The Trinidad City Council is eager to have the measure passed and has formed a Tax Committee consisting of Julie Fulkerson, Don Ratzlaff, Richard Johnson and Don Zeman to pitch the tax to city residents. Fulkerson and Ratzlaff are on the council and Johnson is the Chair of the Planning Commission.
The tax was originally passed in 2004, when the city’s coffers were nearly empty as a result of a series of litigations with resident John Frame over a contested trail. The tax has since brought in between $120,000 and $150,000 per year, basically doubling the amount of money that the city was previously receiving from the state.
Without the special tax, the city would receive less than 1% of the state sales tax, an amount which would be about $113,000 for 2007-2008, according to a report prepared by the Tax Committee. With the special tax, the city would receive a total of $263,000.
The sales tax did indeed restore the city’s reserves. Fears that the tax would harm business and drive away tourists were unfounded, since business in the city increased by 50 percent and tourism increased by 70 percent, according to the Tax Committee’s report.
Tax proponents claim that most of the revenue is generated by tourists, rather than by residents. However, many people living outside the city limits are forced to pay the Trinidad sales tax, even though they do not have the opportunity to vote on it.
This is because merchants assess sales tax based on ZIP code, not street address. Between two and three thousand people share the 95570 ZIP code. but only 314 people live within the city limits, and they are the only ones who get to vote on the tax.

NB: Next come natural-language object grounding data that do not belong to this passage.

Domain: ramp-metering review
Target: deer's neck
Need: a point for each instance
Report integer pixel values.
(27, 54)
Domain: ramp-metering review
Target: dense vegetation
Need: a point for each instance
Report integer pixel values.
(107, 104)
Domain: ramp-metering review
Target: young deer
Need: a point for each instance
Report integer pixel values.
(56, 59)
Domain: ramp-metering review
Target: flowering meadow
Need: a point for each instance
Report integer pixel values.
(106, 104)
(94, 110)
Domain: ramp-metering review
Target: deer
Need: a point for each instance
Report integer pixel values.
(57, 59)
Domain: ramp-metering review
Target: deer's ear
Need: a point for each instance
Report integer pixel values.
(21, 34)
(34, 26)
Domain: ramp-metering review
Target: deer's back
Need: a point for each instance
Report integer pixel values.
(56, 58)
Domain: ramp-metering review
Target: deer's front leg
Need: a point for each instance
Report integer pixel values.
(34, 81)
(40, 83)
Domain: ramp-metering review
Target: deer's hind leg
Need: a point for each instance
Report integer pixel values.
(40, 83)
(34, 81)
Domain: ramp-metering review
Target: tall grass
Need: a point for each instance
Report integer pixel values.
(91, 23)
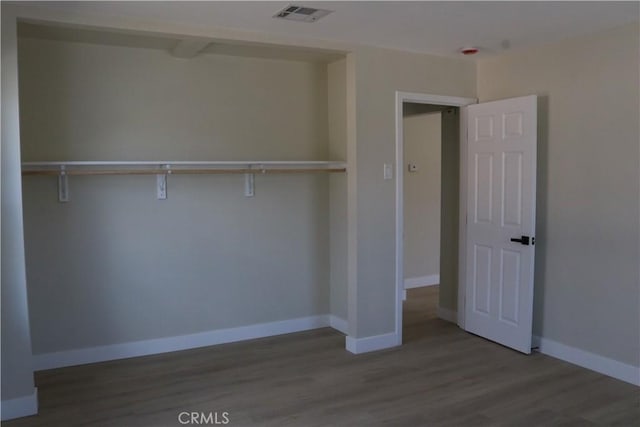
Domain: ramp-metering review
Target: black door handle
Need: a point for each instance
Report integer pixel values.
(525, 240)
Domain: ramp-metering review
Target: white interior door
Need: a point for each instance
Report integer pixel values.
(501, 207)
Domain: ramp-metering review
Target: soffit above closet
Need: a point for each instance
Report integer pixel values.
(168, 43)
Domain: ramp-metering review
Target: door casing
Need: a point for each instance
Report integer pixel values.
(449, 101)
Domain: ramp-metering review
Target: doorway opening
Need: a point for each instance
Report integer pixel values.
(427, 128)
(429, 213)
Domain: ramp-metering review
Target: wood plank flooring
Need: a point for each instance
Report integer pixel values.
(441, 376)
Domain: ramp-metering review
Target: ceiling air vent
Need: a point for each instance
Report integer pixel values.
(301, 13)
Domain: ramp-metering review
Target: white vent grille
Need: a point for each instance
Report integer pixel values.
(301, 13)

This situation has irritated many residents of Westhaven, Moonstone Beach, Moonstone Heights, Patrick’s Point and Big Lagoon, who all have 95570 ZIP codes.
“This is taxation without representation,” said Jan Brown, who lives outside the city limits. “We fought a revolution 200 years ago over this issue. Remember the Boston Tea Party?”

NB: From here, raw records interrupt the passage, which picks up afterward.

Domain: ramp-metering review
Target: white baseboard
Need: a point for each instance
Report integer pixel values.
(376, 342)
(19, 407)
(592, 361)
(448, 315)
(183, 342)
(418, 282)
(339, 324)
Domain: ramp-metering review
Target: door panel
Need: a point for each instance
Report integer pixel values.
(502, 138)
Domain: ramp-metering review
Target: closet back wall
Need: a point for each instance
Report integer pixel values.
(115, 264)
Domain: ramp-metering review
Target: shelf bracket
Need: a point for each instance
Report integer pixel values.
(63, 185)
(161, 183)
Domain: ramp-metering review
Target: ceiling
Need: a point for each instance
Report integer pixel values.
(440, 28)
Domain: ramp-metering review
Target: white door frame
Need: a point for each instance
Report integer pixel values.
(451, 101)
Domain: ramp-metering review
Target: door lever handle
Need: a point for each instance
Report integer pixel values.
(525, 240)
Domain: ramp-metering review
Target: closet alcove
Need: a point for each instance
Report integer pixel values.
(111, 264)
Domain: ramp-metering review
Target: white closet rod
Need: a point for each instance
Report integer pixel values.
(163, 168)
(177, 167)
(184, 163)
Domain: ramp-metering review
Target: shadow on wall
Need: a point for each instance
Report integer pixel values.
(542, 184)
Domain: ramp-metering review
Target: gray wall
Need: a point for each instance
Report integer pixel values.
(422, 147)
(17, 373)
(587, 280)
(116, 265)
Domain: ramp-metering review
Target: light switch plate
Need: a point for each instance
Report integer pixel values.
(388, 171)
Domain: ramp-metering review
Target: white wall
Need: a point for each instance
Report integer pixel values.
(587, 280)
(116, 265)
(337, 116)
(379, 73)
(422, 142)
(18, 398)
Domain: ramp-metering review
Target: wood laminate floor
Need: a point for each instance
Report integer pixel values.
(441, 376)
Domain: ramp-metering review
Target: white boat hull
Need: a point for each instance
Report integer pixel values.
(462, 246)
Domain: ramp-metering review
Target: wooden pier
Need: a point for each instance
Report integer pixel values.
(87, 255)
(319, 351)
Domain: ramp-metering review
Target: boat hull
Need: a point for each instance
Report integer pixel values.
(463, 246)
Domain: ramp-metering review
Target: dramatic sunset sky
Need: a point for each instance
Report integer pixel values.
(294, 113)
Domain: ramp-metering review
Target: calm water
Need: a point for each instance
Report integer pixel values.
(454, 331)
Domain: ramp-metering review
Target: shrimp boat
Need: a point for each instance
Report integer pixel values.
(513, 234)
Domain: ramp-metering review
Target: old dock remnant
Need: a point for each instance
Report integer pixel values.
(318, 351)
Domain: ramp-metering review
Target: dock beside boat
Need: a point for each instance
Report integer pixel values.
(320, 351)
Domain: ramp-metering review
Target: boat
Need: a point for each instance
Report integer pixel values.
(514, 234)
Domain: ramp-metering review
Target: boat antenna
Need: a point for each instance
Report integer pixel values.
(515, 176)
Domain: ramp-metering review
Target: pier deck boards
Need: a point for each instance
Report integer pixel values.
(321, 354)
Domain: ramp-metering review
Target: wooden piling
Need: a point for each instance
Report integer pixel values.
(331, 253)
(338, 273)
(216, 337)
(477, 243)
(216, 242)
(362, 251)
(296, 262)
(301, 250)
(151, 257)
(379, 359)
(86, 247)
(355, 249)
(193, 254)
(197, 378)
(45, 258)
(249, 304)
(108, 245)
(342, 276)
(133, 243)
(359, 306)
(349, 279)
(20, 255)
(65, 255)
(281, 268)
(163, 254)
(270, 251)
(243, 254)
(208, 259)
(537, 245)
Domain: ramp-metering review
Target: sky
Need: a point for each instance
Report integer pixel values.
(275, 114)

Sam Merryman of Moonstone Heights noted that when a 95570 resident buys a car – or a motor home – the city can end up with hundreds of dollars in sales taxes that don’t belong to it. The purchaser can retrieve the tax dollars, but it is a tedious, time-consuming process that can take up to a year, Merryman said.

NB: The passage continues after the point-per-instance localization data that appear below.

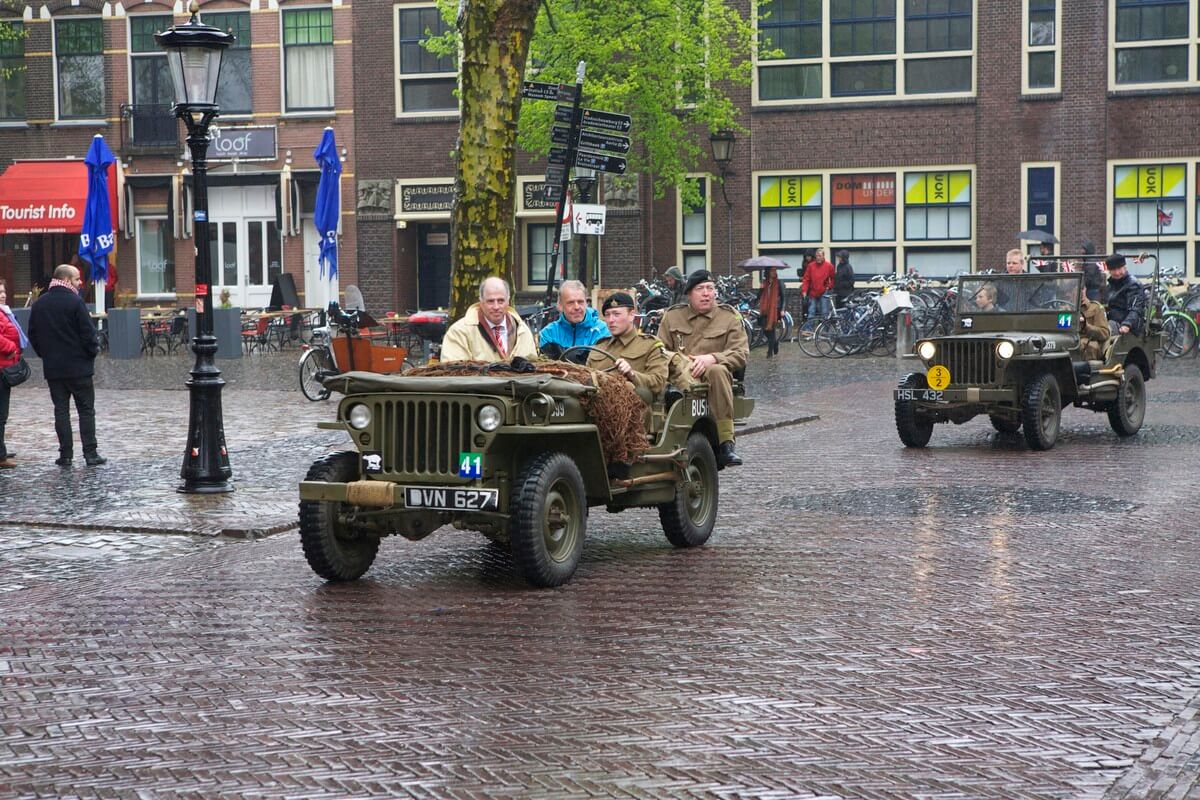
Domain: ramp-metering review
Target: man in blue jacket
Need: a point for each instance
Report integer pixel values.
(63, 336)
(577, 324)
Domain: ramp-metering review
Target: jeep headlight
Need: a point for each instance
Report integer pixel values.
(489, 417)
(359, 416)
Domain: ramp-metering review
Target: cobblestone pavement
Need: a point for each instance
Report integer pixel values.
(971, 620)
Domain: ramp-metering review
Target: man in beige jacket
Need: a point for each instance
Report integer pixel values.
(490, 330)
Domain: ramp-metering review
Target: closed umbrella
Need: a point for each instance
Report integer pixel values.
(96, 239)
(329, 204)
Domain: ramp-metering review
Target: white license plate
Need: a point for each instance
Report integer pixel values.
(448, 498)
(931, 395)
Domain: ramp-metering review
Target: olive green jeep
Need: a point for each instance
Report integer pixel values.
(514, 457)
(1017, 355)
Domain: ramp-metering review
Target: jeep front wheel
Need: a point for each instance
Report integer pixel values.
(335, 549)
(1042, 411)
(1129, 408)
(549, 518)
(688, 521)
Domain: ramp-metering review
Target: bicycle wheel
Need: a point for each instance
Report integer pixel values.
(316, 364)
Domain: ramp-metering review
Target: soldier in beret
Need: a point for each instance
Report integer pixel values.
(711, 335)
(639, 356)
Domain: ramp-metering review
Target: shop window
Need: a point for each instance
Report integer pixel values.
(425, 82)
(12, 70)
(309, 59)
(234, 92)
(156, 257)
(79, 61)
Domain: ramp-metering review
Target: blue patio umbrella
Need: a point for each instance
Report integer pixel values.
(97, 238)
(329, 202)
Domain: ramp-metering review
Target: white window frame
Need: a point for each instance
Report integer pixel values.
(708, 223)
(400, 78)
(899, 58)
(900, 245)
(1189, 240)
(1192, 42)
(1057, 196)
(1032, 49)
(54, 56)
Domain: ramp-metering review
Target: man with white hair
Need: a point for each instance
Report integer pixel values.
(490, 330)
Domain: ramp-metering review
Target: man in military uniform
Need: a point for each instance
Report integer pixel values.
(711, 335)
(639, 356)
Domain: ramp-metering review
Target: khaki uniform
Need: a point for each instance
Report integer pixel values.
(643, 353)
(1093, 331)
(718, 332)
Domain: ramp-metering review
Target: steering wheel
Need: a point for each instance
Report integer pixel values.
(593, 349)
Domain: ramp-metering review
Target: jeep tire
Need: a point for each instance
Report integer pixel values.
(549, 516)
(1129, 408)
(915, 428)
(334, 549)
(1042, 411)
(688, 521)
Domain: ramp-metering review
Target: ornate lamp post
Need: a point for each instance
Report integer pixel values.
(193, 53)
(721, 142)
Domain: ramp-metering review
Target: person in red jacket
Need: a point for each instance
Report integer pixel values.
(816, 284)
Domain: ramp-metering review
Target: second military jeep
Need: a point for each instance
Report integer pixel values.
(1015, 354)
(514, 457)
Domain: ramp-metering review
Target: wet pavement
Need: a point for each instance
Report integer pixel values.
(971, 620)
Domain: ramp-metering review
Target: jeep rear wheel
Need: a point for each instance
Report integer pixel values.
(915, 427)
(1042, 411)
(335, 549)
(1129, 408)
(549, 518)
(688, 521)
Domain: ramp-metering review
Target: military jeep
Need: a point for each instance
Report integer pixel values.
(514, 457)
(1015, 354)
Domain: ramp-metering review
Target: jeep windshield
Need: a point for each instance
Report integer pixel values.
(1019, 294)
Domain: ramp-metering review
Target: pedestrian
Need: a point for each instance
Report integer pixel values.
(63, 336)
(771, 308)
(12, 342)
(816, 286)
(843, 278)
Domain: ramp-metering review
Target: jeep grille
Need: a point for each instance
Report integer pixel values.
(972, 362)
(424, 435)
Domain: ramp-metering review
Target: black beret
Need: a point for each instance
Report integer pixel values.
(696, 278)
(617, 300)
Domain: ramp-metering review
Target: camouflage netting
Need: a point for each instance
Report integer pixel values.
(616, 409)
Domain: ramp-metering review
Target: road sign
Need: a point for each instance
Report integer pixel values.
(598, 161)
(606, 120)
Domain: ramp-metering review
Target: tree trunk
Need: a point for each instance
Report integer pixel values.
(495, 36)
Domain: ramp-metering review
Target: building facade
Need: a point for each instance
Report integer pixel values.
(90, 67)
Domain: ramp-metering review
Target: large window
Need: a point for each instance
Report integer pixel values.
(234, 92)
(12, 70)
(309, 59)
(156, 257)
(425, 83)
(1155, 43)
(864, 48)
(79, 60)
(1042, 48)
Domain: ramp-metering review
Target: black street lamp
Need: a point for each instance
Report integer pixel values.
(721, 142)
(193, 53)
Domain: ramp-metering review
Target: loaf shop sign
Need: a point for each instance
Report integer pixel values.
(249, 143)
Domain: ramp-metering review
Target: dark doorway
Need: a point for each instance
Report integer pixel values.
(433, 265)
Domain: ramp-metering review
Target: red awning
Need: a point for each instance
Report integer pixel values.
(47, 197)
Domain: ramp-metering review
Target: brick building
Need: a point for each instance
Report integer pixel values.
(94, 67)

Trinidad tax proponents say that the services provided by the city benefit the entire community. With the tax money, the city was able to acquire a new police station, get new firefighting equipment, protect beaches and maintain trails, construct a public restroom and start building a new library.
The sales tax protects the city against economic hard times, state and federal budget shortfalls, and cuts in grant funding, which pay for a large share of police, fire and road services. It can also be used to provide matching funds for grants, and provides a safety net against natural disasters.
This disturbs some city residents, who believed that the tax was intended for one purpose only – to rebuild the city’s reserves – and now fear that it will be a permanent part of the city budget.
“When they first passed this tax, they promised it was only going to last for four years, and now they want it to last indefinitely,” said Glenn Saunders, a long-time city resident and former mayor.
“I’m ambivalent about it,” said Dean Heyenga, another former mayor. “When I was the mayor, I was the instigator of this idea because the city was in such dire financial straits. But now the money is being used to run the government. It has become a lifeline for the city and will be needed forever.”
Unless extended, the special tax will end on Dec. 31, 2008.